Les lettres envoyées pour faire face à la non-réponse du magazine peuvent être, quant à elles, beaucoup plus acerbes, tout en restant dans le cadre de la politesse et du respect du magazine. Si certains lecteurs écrivent pour s’inquiéter de l’avancée de leur demande et requièrent une réponse même en cas négatif, d’autres en revanche, multiplient les lettres en y ajoutant, à chaque fois, la marque de leur désapprobation de la non-réponse et de leur insistance. Ces lettres d’impatience arrivent dans les rédactions rapidement après la réception des non-réponse ou dès la parution du numéro dans lequel l’épistolier remarque l’absence de traitement de sa lettre : les lecteurs cherchent ainsi des réponses immédiates ; une fois le problème énoncé, il doit être résolu, même si et nous le verrons plus loin, le problème est souvent énoncé des années après son surgissement. Ce sont donc des lettres de relance, les lecteurs suivant de très près, notamment pour la rubrique «la lune», les recherches pour lesquelles, quand celles-ci ont abouti, ils n’hésitent pas à réécrire pour une nouvelle demande (ces demandes «récidivistes», quand la rédaction, dans le flot de lettres reçues, les repère, sont automatiquement rejetées). Certains lecteurs envoient en effet deux lettres écrites le même jour, à la même rédaction mais sur des sujets différents : deux lettres furent adressées à M Magazine, postées le 25 avril 2000 par un jeune de Lisieux mais l’une au cosmétologue pour des informations sur la conservation des produits de beauté et la seconde au dermatologue au sujet d’eczéma. Nous avons aussi repéré une lettre dans le corpus Men’s Health présentant des similitudes, notamment la signature (lettre anonyme mais signée du dessin d’un sexe masculin) avec des lettres récurrentes envoyées à la rédaction de M Magazine, mais portant sur des sujets différents. Ce sont les seules lettres qui nous semblent intervenir dans les deux corpus et écrites par le même épistolier, les lettres faisant plutôt référence à la concurrence en des termes critiques.

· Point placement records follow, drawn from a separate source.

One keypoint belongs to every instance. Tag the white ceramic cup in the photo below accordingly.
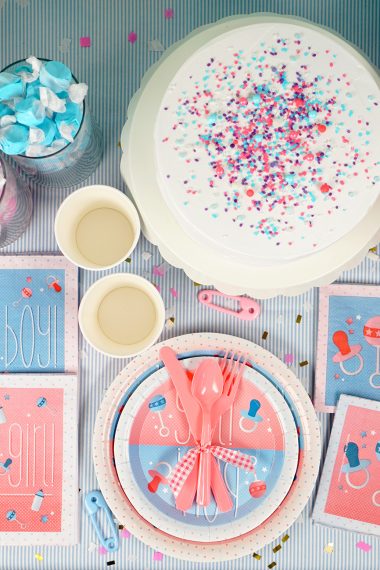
(97, 227)
(121, 315)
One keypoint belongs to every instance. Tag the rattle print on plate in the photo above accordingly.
(146, 455)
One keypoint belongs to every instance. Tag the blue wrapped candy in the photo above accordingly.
(5, 110)
(72, 115)
(10, 86)
(14, 139)
(30, 112)
(56, 76)
(33, 89)
(50, 130)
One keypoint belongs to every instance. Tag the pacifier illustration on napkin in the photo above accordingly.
(346, 352)
(251, 415)
(355, 464)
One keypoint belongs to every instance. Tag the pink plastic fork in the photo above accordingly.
(232, 371)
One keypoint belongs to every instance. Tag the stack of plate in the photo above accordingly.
(141, 432)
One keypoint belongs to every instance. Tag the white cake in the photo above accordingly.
(266, 143)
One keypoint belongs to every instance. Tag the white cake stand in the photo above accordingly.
(202, 263)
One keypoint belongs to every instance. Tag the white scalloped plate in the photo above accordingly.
(195, 525)
(161, 226)
(289, 510)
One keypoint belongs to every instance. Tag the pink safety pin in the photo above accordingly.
(248, 311)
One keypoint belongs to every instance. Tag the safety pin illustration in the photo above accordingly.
(42, 403)
(346, 352)
(26, 293)
(248, 308)
(158, 404)
(53, 283)
(355, 465)
(95, 502)
(11, 516)
(371, 333)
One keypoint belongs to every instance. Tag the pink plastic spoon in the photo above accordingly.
(206, 387)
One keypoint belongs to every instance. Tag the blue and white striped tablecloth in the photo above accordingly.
(113, 68)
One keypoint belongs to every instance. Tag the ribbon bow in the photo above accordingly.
(185, 466)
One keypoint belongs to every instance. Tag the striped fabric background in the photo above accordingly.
(113, 68)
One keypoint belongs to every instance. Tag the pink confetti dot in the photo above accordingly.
(289, 358)
(132, 37)
(363, 546)
(157, 271)
(85, 41)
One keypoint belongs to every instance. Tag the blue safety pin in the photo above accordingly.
(95, 501)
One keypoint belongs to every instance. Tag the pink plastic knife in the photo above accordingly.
(192, 411)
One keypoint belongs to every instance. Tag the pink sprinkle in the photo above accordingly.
(132, 37)
(289, 358)
(85, 41)
(363, 546)
(125, 533)
(157, 271)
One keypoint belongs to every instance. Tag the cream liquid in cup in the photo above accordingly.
(127, 315)
(103, 235)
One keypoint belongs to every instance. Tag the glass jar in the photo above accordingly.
(16, 204)
(70, 165)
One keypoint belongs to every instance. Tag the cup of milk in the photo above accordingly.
(121, 315)
(97, 227)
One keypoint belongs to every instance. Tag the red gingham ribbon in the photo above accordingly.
(184, 467)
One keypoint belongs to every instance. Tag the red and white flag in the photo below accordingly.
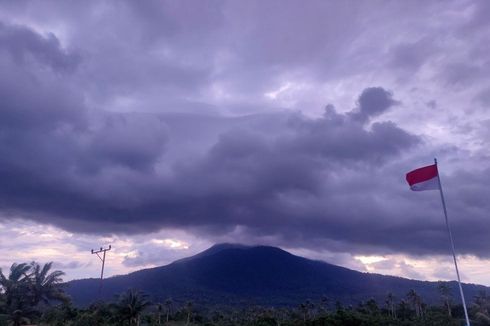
(425, 178)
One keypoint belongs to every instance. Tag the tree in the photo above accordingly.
(390, 302)
(416, 302)
(168, 306)
(16, 286)
(445, 291)
(130, 306)
(45, 285)
(188, 309)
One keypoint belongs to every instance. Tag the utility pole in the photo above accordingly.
(102, 259)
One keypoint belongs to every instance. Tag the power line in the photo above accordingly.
(102, 259)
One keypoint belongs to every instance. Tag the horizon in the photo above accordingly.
(162, 128)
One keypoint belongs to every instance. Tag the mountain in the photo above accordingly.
(228, 274)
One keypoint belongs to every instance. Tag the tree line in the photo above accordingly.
(33, 294)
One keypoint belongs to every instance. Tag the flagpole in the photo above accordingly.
(452, 245)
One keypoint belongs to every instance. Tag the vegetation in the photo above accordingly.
(33, 294)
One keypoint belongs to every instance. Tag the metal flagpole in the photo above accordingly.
(452, 246)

Il existe des épistoliers récidivistes dont la fréquence d’écriture laisse les rédactions pantoises mais habituées à leurs arrivées régulières. La palme de l’épistolier prolixe revient à un jeune homme qui entre juillet 99 et avril 2000, a envoyé 5 lettres pour 5 motifs différents à la rédaction de M Magazine. La première datée du 7 juillet 99 est une lettre de félicitations contenant une question sur le sport, la seconde du 22 novembre 99 demande conseil pour le rasage, la troisième arrive le 18 décembre pour un problème lié au changement de format du magazine qui ne rentre plus dans les reliures vendues pour la collection, deux jours plus tard il envoie une critique de la place trop importante laissée aux femmes dans le magazine et enfin la dernière lettre envoyée date du 22 avril 2000 dans laquelle il énonce sa volonté d’effectuer du cardio box. Toutes les rédactions 850 rencontrent ce genre de lecteur, attaché au magazine et qui utilise les lettres pour tisser un lien, ayant recours aux thèmes les plus divers pour ses lettres. FHM reçoit ainsi tous les mois, depuis longtemps, la lettre dactylographiée d’un lecteur qui écrit ses commentaires sur le dernier numéro  et qu’il fait commencer par «Comme d’habitude, voici ma lettre de commentaires version octobre»et qu’il conclut par un post-scriptum inchangé : «on se retrouve le mois prochain" Ces lettres portent un attachement particulier au magazine, elles sont empruntes d’un intérêt pour ce dernier, pour son contenu et pour les réponses qu’il peut apporter aux questions que les lecteurs posent. Mais ces rapports amicaux peuvent se détériorer face à un investissement affectif trop fort de la part du lecteur qui, en accordant au magazine des pouvoirs plus importants que ceux réellement possédés, doivent faire face à certaines déconvenues.

Notes
850.

Nous avons écarté lors de la constitution du corpus de Men’s Health, un ensemble de lettres envoyé sur une période courte par une femme, et dont la compréhension et la lisibilité n’étaient pas suffisantes pour être conservées. Elles y multiplient les discours politiques et critiques sur le rapport du magazine à l’homosexualité, sans que son propos soit toujours cohérent…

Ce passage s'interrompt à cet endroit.